そうは言う物の、法案の素案が自転車扱いで免許不要というかなり踏み込んだ内容で、かつ、現状の交通状況を踏まえると不安はあります。
走行する速度
現状でも自転車が歩道を走ったり車道を走ったりしているのを見ていて、わりと「速度」が重要だと思うのです。
歩道6km/h以下、車道20km/hだそうですが、どう守らせるのかの手段が気になるところ。ナンバー付けさせて保安基準は定めるそうなので、どういった基準になるのか興味津々です。
「小型低速車」の規定
多くのメディアでは「キックボードなどを想定した」と書かれていて、もうキックボードの事しか書かれていないんですが、どこにもキックボードに限定するなんて書かれていない。
車両規定が長さ190cm以下/幅60cm以下とありますが、これ、自転車の車両規定と同じなんです。実は自転車にもちゃんと車両規定があります。
「キックボードのための規制緩和」という狭い視点じゃ無くて「低速で自走可能な乗り物全般」と理解する方が自然だと思います。
(色々会議の資料を見ると、初期の会議では小型低速車の規定の中に「4人乗りのEVマイクロカー」なんてのも免許不要で入れろーって要望もあったようです。まぁ却下されて妥当かと。)

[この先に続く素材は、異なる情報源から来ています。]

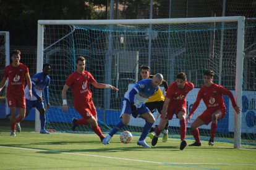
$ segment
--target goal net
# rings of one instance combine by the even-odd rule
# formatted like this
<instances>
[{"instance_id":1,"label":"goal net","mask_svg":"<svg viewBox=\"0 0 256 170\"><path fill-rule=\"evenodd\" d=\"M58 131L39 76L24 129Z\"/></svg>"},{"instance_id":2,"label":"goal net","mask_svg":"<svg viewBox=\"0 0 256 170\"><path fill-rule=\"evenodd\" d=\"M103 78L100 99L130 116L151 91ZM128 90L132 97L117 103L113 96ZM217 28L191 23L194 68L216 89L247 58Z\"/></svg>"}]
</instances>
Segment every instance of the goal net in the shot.
<instances>
[{"instance_id":1,"label":"goal net","mask_svg":"<svg viewBox=\"0 0 256 170\"><path fill-rule=\"evenodd\" d=\"M215 83L231 90L234 95L236 93L237 104L241 107L244 26L242 17L39 21L38 71L41 70L40 62L49 63L52 67L51 107L47 111L47 129L66 132L92 132L88 126L79 126L75 132L71 131L72 118L81 116L74 108L70 91L67 93L69 110L67 113L62 110L61 91L67 77L76 70L75 60L79 56L85 57L85 70L98 82L111 84L119 89L116 92L90 86L98 122L105 132L109 131L120 121L121 101L129 87L140 79L142 65L150 65L152 75L163 74L169 84L175 81L178 73L186 73L188 81L195 85L187 97L188 113L203 84L203 72L206 69L216 73ZM248 92L249 95L251 92ZM224 99L226 115L218 122L216 140L233 142L235 138L235 143L239 146L243 118L241 121L241 115L236 116L229 99L226 96ZM192 122L205 108L202 101ZM159 123L160 116L157 111L153 115L155 127ZM144 124L142 118L131 117L122 131L140 132ZM178 119L174 116L169 124L169 136L179 137ZM187 135L192 139L190 125L187 124ZM202 140L208 140L210 128L210 124L199 128ZM250 139L242 139L251 144L255 129L242 132L250 134Z\"/></svg>"}]
</instances>

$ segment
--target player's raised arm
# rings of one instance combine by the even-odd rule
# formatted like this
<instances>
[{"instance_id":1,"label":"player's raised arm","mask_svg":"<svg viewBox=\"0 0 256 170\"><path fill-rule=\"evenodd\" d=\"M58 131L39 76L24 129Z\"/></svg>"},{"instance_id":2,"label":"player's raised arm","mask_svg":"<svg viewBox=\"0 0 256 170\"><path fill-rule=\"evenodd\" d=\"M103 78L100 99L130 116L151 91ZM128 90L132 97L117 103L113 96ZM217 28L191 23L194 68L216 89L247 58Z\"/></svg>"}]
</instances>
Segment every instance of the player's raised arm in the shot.
<instances>
[{"instance_id":1,"label":"player's raised arm","mask_svg":"<svg viewBox=\"0 0 256 170\"><path fill-rule=\"evenodd\" d=\"M239 114L241 111L241 109L236 105L236 101L234 99L234 96L232 92L222 86L220 86L220 89L224 95L228 95L228 97L229 97L234 110L236 111L236 113Z\"/></svg>"},{"instance_id":2,"label":"player's raised arm","mask_svg":"<svg viewBox=\"0 0 256 170\"><path fill-rule=\"evenodd\" d=\"M167 114L167 109L168 109L168 105L169 105L169 103L170 102L170 99L165 97L164 98L164 103L163 106L163 110L162 110L162 116L163 118L165 119L166 117L166 114Z\"/></svg>"},{"instance_id":3,"label":"player's raised arm","mask_svg":"<svg viewBox=\"0 0 256 170\"><path fill-rule=\"evenodd\" d=\"M98 89L110 89L114 91L119 91L119 89L117 88L116 88L116 87L114 87L112 85L110 84L103 84L103 83L98 83L97 81L94 81L93 83L91 83L94 87L95 87L96 88L98 88Z\"/></svg>"},{"instance_id":4,"label":"player's raised arm","mask_svg":"<svg viewBox=\"0 0 256 170\"><path fill-rule=\"evenodd\" d=\"M61 95L62 97L62 110L64 111L67 111L67 91L69 87L65 84L63 87L62 91L61 92Z\"/></svg>"}]
</instances>

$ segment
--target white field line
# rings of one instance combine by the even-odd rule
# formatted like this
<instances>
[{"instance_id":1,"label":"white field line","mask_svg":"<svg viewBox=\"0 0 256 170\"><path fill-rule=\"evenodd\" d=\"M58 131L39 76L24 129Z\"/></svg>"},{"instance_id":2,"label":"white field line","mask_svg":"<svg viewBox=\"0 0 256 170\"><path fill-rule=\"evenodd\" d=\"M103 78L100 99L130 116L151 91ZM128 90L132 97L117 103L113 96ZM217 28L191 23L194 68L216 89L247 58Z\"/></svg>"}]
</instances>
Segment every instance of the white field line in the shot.
<instances>
[{"instance_id":1,"label":"white field line","mask_svg":"<svg viewBox=\"0 0 256 170\"><path fill-rule=\"evenodd\" d=\"M79 155L79 156L91 156L91 157L98 157L98 158L109 158L109 159L120 160L130 161L136 161L136 162L142 162L142 163L161 164L166 164L166 165L169 164L169 165L173 165L173 166L179 166L179 165L256 166L256 164L161 163L161 162L134 160L134 159L129 159L129 158L117 158L117 157L112 157L112 156L102 156L102 155L97 155L76 153L70 153L70 152L60 152L60 151L48 150L40 150L40 149L34 149L34 148L20 148L20 147L6 147L6 146L1 146L1 145L0 145L0 148L12 148L12 149L16 149L16 150L25 150L36 151L36 152L53 152L53 153L58 153L74 155ZM194 167L194 168L195 168L195 167ZM199 167L198 167L198 168L199 168ZM203 168L203 169L209 169L209 168Z\"/></svg>"}]
</instances>

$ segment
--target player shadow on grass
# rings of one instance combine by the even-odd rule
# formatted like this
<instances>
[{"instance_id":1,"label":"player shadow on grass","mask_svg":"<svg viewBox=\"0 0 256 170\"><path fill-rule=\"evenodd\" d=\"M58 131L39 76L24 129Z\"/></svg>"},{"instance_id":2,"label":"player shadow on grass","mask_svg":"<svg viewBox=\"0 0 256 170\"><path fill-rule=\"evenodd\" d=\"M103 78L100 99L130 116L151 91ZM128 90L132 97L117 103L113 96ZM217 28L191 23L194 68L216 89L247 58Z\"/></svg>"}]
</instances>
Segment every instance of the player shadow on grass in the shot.
<instances>
[{"instance_id":1,"label":"player shadow on grass","mask_svg":"<svg viewBox=\"0 0 256 170\"><path fill-rule=\"evenodd\" d=\"M56 154L61 153L62 152L68 152L68 153L79 153L81 152L130 152L130 151L150 151L150 149L146 149L141 147L106 147L106 148L91 148L91 149L69 149L69 150L46 150L46 151L39 151L36 153L45 153L45 154Z\"/></svg>"}]
</instances>

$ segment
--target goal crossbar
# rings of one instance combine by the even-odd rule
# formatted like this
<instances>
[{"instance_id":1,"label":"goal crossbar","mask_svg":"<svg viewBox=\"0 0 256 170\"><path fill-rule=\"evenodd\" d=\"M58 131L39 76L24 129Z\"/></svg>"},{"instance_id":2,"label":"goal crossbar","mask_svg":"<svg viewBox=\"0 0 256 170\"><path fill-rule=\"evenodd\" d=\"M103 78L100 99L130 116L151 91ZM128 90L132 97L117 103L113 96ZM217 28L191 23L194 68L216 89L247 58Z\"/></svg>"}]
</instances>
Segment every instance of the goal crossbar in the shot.
<instances>
[{"instance_id":1,"label":"goal crossbar","mask_svg":"<svg viewBox=\"0 0 256 170\"><path fill-rule=\"evenodd\" d=\"M221 22L238 22L244 19L242 16L182 18L163 19L138 19L138 20L38 20L39 25L117 25L117 24L161 24L161 23L210 23Z\"/></svg>"}]
</instances>

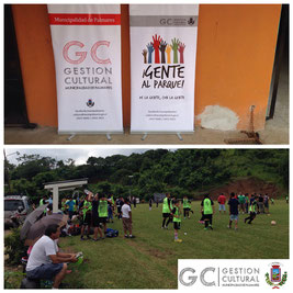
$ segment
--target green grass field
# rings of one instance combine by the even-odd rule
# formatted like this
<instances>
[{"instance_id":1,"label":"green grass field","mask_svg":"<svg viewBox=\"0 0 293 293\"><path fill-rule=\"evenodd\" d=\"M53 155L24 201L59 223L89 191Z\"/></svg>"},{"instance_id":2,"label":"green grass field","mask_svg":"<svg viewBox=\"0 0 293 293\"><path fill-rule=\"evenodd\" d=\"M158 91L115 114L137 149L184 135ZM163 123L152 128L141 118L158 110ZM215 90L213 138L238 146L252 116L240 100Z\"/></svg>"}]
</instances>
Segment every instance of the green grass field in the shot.
<instances>
[{"instance_id":1,"label":"green grass field","mask_svg":"<svg viewBox=\"0 0 293 293\"><path fill-rule=\"evenodd\" d=\"M228 229L228 215L216 213L214 230L199 224L200 202L192 203L194 214L183 219L173 243L172 225L161 229L161 204L149 211L148 204L133 209L135 239L123 238L122 222L109 227L120 236L100 241L80 241L79 236L60 239L64 251L82 251L84 261L70 264L74 272L65 282L75 289L177 289L178 259L286 259L289 258L289 204L275 201L270 215L257 215L252 225L239 216L238 230ZM277 221L271 226L271 221ZM187 233L187 235L184 235Z\"/></svg>"}]
</instances>

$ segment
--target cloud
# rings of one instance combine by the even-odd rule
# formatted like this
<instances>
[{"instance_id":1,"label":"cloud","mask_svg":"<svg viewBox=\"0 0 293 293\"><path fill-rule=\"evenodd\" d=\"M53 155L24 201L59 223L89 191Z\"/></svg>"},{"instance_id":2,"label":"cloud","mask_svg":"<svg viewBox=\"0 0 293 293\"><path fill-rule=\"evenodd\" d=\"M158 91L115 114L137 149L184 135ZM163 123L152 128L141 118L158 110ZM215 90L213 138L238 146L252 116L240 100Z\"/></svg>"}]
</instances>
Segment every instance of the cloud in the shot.
<instances>
[{"instance_id":1,"label":"cloud","mask_svg":"<svg viewBox=\"0 0 293 293\"><path fill-rule=\"evenodd\" d=\"M56 160L68 160L74 159L76 165L86 164L89 157L109 157L113 155L129 156L133 153L143 154L149 150L148 148L7 148L7 159L9 162L18 165L18 157L26 155L40 155L42 157L52 157ZM15 153L19 151L20 155Z\"/></svg>"}]
</instances>

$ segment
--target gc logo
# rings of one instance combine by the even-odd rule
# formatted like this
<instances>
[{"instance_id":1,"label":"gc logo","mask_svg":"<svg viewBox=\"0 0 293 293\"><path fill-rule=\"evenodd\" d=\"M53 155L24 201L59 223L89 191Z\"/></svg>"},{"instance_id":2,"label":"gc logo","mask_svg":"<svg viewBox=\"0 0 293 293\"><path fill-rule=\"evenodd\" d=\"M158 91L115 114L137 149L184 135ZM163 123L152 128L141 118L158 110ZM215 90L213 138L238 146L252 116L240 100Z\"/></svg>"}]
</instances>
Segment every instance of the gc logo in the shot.
<instances>
[{"instance_id":1,"label":"gc logo","mask_svg":"<svg viewBox=\"0 0 293 293\"><path fill-rule=\"evenodd\" d=\"M173 21L172 21L172 19L161 19L160 20L160 24L162 24L162 25L172 25L172 23L173 23Z\"/></svg>"},{"instance_id":2,"label":"gc logo","mask_svg":"<svg viewBox=\"0 0 293 293\"><path fill-rule=\"evenodd\" d=\"M213 282L207 282L204 277L205 277L205 273L209 272L209 271L212 271L214 272L215 271L215 268L205 268L204 270L202 270L201 274L200 274L200 280L201 280L201 283L205 286L215 286L216 283L213 281ZM183 277L185 275L185 273L188 272L191 272L192 274L190 274L188 277L188 280L189 281L184 281L183 280ZM194 275L195 273L195 270L192 269L192 268L185 268L183 270L181 270L180 274L179 274L179 282L184 285L184 286L192 286L196 280L198 280L198 275Z\"/></svg>"}]
</instances>

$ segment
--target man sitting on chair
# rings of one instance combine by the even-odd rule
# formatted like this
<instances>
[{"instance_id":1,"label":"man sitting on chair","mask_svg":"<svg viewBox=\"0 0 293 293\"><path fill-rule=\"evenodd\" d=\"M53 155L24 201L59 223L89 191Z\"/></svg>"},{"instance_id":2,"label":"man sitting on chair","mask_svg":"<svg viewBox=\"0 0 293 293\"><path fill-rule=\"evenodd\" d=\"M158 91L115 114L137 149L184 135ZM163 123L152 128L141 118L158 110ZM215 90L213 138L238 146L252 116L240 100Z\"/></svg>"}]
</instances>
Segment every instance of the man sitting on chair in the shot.
<instances>
[{"instance_id":1,"label":"man sitting on chair","mask_svg":"<svg viewBox=\"0 0 293 293\"><path fill-rule=\"evenodd\" d=\"M49 225L45 235L33 246L26 266L26 277L36 280L53 280L53 289L58 289L61 280L70 271L66 262L76 262L75 253L59 252L57 239L60 236L60 227L56 224Z\"/></svg>"}]
</instances>

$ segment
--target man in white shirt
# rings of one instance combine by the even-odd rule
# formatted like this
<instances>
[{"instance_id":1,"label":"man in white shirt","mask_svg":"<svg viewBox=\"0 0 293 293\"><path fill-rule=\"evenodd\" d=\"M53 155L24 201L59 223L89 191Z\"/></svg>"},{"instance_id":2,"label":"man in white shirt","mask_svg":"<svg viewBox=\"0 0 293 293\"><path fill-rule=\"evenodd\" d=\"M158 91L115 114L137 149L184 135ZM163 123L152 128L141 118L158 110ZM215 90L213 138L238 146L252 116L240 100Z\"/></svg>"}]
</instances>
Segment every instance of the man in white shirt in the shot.
<instances>
[{"instance_id":1,"label":"man in white shirt","mask_svg":"<svg viewBox=\"0 0 293 293\"><path fill-rule=\"evenodd\" d=\"M45 235L40 238L29 257L26 277L29 279L53 280L53 289L58 289L61 280L70 271L66 262L76 262L75 253L59 252L57 239L60 236L60 227L56 224L49 225Z\"/></svg>"},{"instance_id":2,"label":"man in white shirt","mask_svg":"<svg viewBox=\"0 0 293 293\"><path fill-rule=\"evenodd\" d=\"M122 212L122 223L123 223L123 229L124 229L124 237L125 238L134 238L134 235L132 235L132 209L129 206L129 200L126 199L125 203L122 205L121 209ZM129 235L127 235L127 232Z\"/></svg>"}]
</instances>

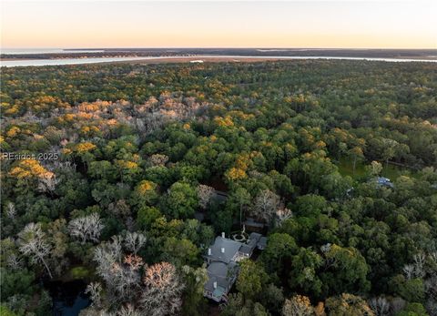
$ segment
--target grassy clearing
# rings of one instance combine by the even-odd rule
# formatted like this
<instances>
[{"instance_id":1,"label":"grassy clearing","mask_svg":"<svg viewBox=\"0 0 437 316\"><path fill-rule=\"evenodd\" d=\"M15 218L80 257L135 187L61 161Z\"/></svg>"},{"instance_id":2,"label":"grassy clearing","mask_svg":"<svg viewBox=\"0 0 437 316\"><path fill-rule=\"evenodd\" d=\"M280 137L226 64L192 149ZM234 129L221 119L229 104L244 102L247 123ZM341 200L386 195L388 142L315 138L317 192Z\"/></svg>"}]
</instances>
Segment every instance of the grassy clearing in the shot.
<instances>
[{"instance_id":1,"label":"grassy clearing","mask_svg":"<svg viewBox=\"0 0 437 316\"><path fill-rule=\"evenodd\" d=\"M363 179L366 177L366 168L365 164L357 163L355 167L355 174L353 173L352 162L346 158L341 158L337 167L339 168L339 172L342 176L350 176L355 180ZM382 172L381 173L382 177L390 178L391 181L394 181L400 176L409 177L417 177L417 173L412 169L405 168L389 165L386 167L385 163L382 163Z\"/></svg>"}]
</instances>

今までは「自走可能な乗り物はすべて原付以上」という扱いが、「自走可能だが自転車相当の能力で自転車相当の車格であれば自転車相当に扱う」という緩和内容なんだと見ています。違うかもしれんけど。
検討会議の資料には低速小型車の中にセグウェイも載ってましたが、セグウェイ登場から20年近くかかってようやく法律の改正が追いついた…って遅いなぁ。
キックボードの危険性と行政・自治体への訴訟
話を小型低速車全般から、キックボード固有に戻すとして、ネットには早速キックボードの危険性について色々上がってます。よく目にするのが前輪が小さい為に、段差につまずくと前転してしまうと言うもの。
キックボードは速度を切替えることによって、歩道は6km/h、車道は20km/hで走行できるようになるようです。
発案側としては「凸凹の多い歩道は十分に速度が低いから危険性外低い」「車道は整備されていて凸凹が無いから速度を上げても危険性が低い」だいたいそんな意図なのかと思います。
皆が知っての通り、国道はまだしも都道府県道、市町村道に至っては穴ぼこや段差は放置され放題。地方自治体の能力や予算の都合もあるでしょう。
そんなわけで「補修されていない道路の欠陥に基づく訴訟」が増えるのでは?と。今まででも自転車で事故起きて道路管理者が賠償責任を負うパターンがいくつかありました。
道路欠陥に起因する事故が増えたところで、悪いのは規制緩和した警察庁ではなく、そもそもの道路欠陥を放置している道路管理者(≒行政・自治体)が悪い、という理屈に出来ます。
今回の規制緩和については、観光収入を増やしたい地方自治体の要望もあったみたいですけど、その当たりの自覚はどうなんだろう…と思ったり。